Calcium deficiency/blossom end rot: Calcium is important for building stable cell walls. If there is a lack of the mineral, the fruits begin to rot parallel to the base of the stem. Over time the leaves also become slightly yellowish. Correct watering and an alkaline soil, such as by adding primary rock powder, can balance the imbalance. If the tomato is too bushy, thinning out and general pruning can also help.
Overfertilization/Spoon-leaved: The tomato leaves do not turn yellow, but they become soft and rolled up if they receive too much nitrogen fertilizer.
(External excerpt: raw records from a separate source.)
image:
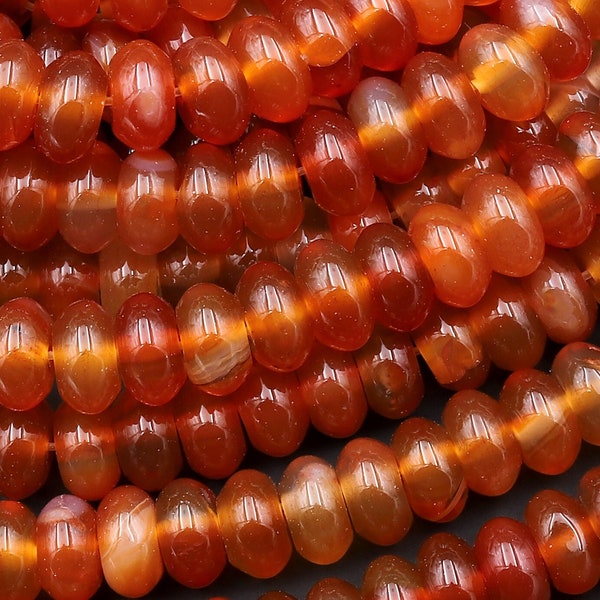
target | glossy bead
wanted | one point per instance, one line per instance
(373, 491)
(252, 524)
(213, 102)
(18, 552)
(24, 450)
(508, 73)
(21, 72)
(510, 561)
(68, 558)
(189, 537)
(504, 221)
(541, 420)
(128, 542)
(150, 355)
(432, 475)
(315, 511)
(214, 339)
(86, 452)
(143, 95)
(278, 321)
(335, 163)
(278, 78)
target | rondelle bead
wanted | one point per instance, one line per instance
(509, 559)
(508, 73)
(18, 552)
(251, 521)
(213, 101)
(370, 480)
(279, 324)
(67, 548)
(143, 95)
(337, 294)
(213, 337)
(127, 540)
(85, 449)
(315, 511)
(335, 163)
(278, 78)
(150, 354)
(22, 71)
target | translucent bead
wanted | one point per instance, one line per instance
(128, 543)
(86, 452)
(370, 480)
(189, 537)
(18, 552)
(335, 163)
(432, 475)
(278, 78)
(278, 321)
(24, 450)
(208, 207)
(213, 102)
(445, 103)
(332, 390)
(388, 128)
(337, 294)
(150, 355)
(510, 561)
(68, 557)
(143, 95)
(252, 524)
(213, 336)
(21, 72)
(508, 73)
(542, 421)
(315, 511)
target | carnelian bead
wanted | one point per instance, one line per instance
(432, 475)
(273, 411)
(337, 294)
(127, 540)
(189, 537)
(208, 208)
(388, 128)
(331, 389)
(335, 163)
(390, 374)
(18, 552)
(21, 72)
(278, 321)
(213, 337)
(510, 561)
(508, 73)
(370, 480)
(252, 524)
(214, 102)
(210, 431)
(68, 558)
(87, 199)
(315, 511)
(483, 442)
(143, 95)
(504, 221)
(452, 253)
(85, 357)
(278, 78)
(24, 450)
(542, 420)
(445, 103)
(85, 448)
(150, 355)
The plant grows too quickly to be supplied with other important nutrients. If the tomato is over-fertilized, suspend the next one or two fertilizations.
Phosphorus deficiency: If there is a phosphorus deficiency, the leaves become reddish-purple rather than yellow. Overall, the leaves are then rather smaller and dry out at the edges. This nutrient deficiency is rare and can be easily treated with organic fertilizer such as compost.
FAQ
Can I throw wilted or yellow leaves into the compost?
That depends on why the leaves are yellow. If the cause of the yellowing is due to a lack of nutrients, then yellow leaves can be disposed of in the compost. However, if illness or pests are the cause, they must be disposed of with household waste or, if permitted, burned.
Can the fruits of a tomato plant with yellow leaves be eaten?
The appearance of yellow leaves is particularly annoying when the harvest of lush tomatoes is approaching. With one exception, you can eat these safely. However, if the plant suffers from bacterial wilt, the fruits also become inedible and may no longer be consumed.
Why do tomatoes get yellow leaves?
The reason why tomatoes get yellow leaves is a lack of minerals that are necessary for the production of the green pigment chlorophyll. The cause of this is either incorrect water management, diseases, pests or an imbalance in the mineral balance.
Which pests are responsible for yellow leaves?
The black thrips and the whitefly feed on the plant juices of the tomato. The missing nutrients result in an undersupply in the leaves, which causes them to appear yellow.
What can I do about yellow leaves on tomato plants?
Basically, we recommend removing the yellow leaves immediately. The plant should then be examined more closely to see whether incorrect watering, a lack of nutrients, diseases or pests are responsible for the discoloration.